Distributed generation technologies, load management systems and storage are providing households and businesses electricity supply choices that are disrupting the industry.
With the cost of PV arrays having fallen to well below grid parity, and many bullish on battery technologies’ ability to follow suit, the West Australian Independent Market Operator (IMO) says that these technologies are creating a new benchmark for utilities. IMO CEO Allan Dawson said that up until this point consumers didn’t have the ability choose between viable electricity supply alternatives, but that is rapidly changing.
“I think they [distributed technologies] will in effect be what distribution, transmission and generation will be benchmarked against,” Dawson (pictured) told RenewEconomy in an interview. “In jurisdictions that have volumetric tariff bases like WA, those regions are going to be exposed to the death spiral concept, simply because there will be less load to cover the fixed costs of the system.”
The WA electricity market is currently under review, in the light of subsidies to the recently remerged generator and retailer Synergy’s annual subsidies of around $500 million per year. The WA Minister for Energy Mike Nahan’s Department has confirmed that this subsidy is after all revenues from Synergy and grid operator Western Power are taken into account.
The WA grid faces unique pressures – (See our story, WA grid may become first big victim of  “death spiral”)  – due to the level of government subsidy, rising fossil fuel costs, ageing infrastructure, and the popularity of solar PV, even after the removal of most solar incentives.
The IMO’s Dawson cautions that while a death spiral for the state government-owned Synergy is an extreme outcome, the volumetric tariff structure coupled with a “world class” solar resource is making the environment a challenging one for policy makers to get retail mark structure right.
“It is more likely to be the death by a thousand cuts in that slowly but surely load shrinks and fixed costs continue to mount – particularly in the network environment,” said Dawson. “That’s the other thing that is a key issue here, we have significant investment in our networks going at the moment and those fixed prices are continuing to increase.”
Adrian Kemp, an energy consultant with NERA Consulting, chaired a panel on which the IMO’s Dawson sat at the recent 8th Power and Gas Conference in Perth.
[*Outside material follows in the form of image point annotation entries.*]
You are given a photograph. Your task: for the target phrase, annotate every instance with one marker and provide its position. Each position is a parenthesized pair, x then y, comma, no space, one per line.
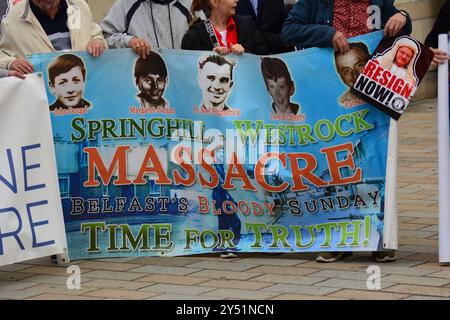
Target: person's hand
(237,49)
(340,43)
(96,47)
(440,56)
(140,46)
(21,65)
(13,73)
(222,50)
(394,25)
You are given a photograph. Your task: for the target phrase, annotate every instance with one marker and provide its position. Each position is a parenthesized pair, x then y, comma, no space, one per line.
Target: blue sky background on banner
(111,90)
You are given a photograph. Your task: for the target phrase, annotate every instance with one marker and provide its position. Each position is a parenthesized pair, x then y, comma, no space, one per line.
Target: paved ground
(416,275)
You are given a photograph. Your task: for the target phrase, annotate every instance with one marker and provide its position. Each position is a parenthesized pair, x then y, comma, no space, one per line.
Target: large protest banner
(187,152)
(31,222)
(444,154)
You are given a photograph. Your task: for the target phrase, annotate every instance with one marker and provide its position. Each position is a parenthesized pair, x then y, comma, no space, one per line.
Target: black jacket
(442,25)
(197,38)
(269,20)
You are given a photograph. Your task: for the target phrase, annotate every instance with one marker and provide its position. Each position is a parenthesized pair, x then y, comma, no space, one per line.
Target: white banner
(444,156)
(31,219)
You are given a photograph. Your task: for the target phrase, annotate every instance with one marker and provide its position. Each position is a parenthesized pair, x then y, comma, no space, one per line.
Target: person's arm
(6,56)
(3,73)
(390,14)
(114,25)
(299,32)
(442,25)
(97,34)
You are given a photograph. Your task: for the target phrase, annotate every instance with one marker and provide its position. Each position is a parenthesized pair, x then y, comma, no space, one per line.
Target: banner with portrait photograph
(187,152)
(444,154)
(31,221)
(391,77)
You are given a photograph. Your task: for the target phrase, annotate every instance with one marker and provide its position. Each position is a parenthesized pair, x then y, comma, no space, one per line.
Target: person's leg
(382,255)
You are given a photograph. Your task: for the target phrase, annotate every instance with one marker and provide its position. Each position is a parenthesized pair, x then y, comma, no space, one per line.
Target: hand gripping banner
(31,221)
(189,152)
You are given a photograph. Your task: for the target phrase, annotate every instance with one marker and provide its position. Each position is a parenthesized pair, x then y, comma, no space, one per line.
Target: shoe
(327,257)
(384,256)
(228,255)
(54,258)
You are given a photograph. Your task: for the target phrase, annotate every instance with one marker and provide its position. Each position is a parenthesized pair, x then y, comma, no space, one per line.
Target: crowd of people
(260,27)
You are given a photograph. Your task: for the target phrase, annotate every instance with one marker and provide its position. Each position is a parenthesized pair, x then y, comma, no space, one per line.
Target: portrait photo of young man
(401,59)
(67,79)
(215,79)
(280,86)
(151,78)
(349,66)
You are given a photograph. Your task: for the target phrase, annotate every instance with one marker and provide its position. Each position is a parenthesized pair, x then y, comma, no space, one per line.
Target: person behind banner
(67,78)
(313,23)
(215,78)
(401,60)
(441,26)
(141,24)
(40,26)
(349,66)
(222,31)
(280,86)
(269,16)
(151,78)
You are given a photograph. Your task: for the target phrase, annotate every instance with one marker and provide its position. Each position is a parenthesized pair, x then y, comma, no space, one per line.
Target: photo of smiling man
(401,59)
(67,77)
(349,66)
(151,78)
(215,79)
(280,86)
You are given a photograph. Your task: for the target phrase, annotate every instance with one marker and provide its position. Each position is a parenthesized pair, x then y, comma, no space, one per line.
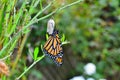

Kemp said that while disruption is too strong a word for the changes currently underway in the electricity sector, there is a high level of uncertainty in electricity markets right around Australia.
“We’ve just seen such a seismic shift in how people use and consume electricity,” said Kemp, “and as a consequence that is impacting on the economics of supplying electricity.” He added that electricity market participants are awake to these changes.
“There is dramatic awareness because it is hitting their bottom line. What we’ve seen in changes in the load profiles, in particular of network businesses, and that means that they are thinking very carefully about how they structure their tariffs and how they plan their investments in order to make sure they meet the network reliability requirements at least cost.”
In this environment, incumbent utilities and grid operators – while widely and sometimes understandably criticised by renewable energy proponents – are facing somewhat of a Catch-22. Dawson explained that the requirement to supply electricity on a reliable basis may lead to cost structures making some incumbent’s assets unable to compete.
“The reality is that network assets aren’t going to be the only stranded assets, there is going to be some conventional generation that is going to be stranded as well. If the network doesn’t continue to build and maintain its asset base and the lights go out, then the utility will be blamed for not maintaining it. If the load shrinks to a level that makes it uneconomic to recover fixed costs, then they are going to be blamed for over investing and having stranded assets.”
The IMO’s 10-year electricity demand forecasts have been criticised for leading to the installed capacity oversupply situation now facing the WA electricity market. The WA Minister for Energy’s department calculates that there is a 40% oversupply, even considering WA’s “peaky” electricity demand.
Electricity demand in WA has levelled off as opposed to declining in recent years, as it has in parts of the NEM and as demonstrated best in South Australia, it still fails to meet the projections made by the IMO. This overcapacity proving costly to consumers and the WA government under the state’s capacity market mechanism.
“From an IMO perspective our 10-year load forecast is one of the hardest things we do, simply because everything is changing so much,” said Dawson. “To be fair to policy makers and the planners in Western Power and Synergy, it’s a pretty hard environment to get it right.”
The WA electricity market review will deliver its findings later this year.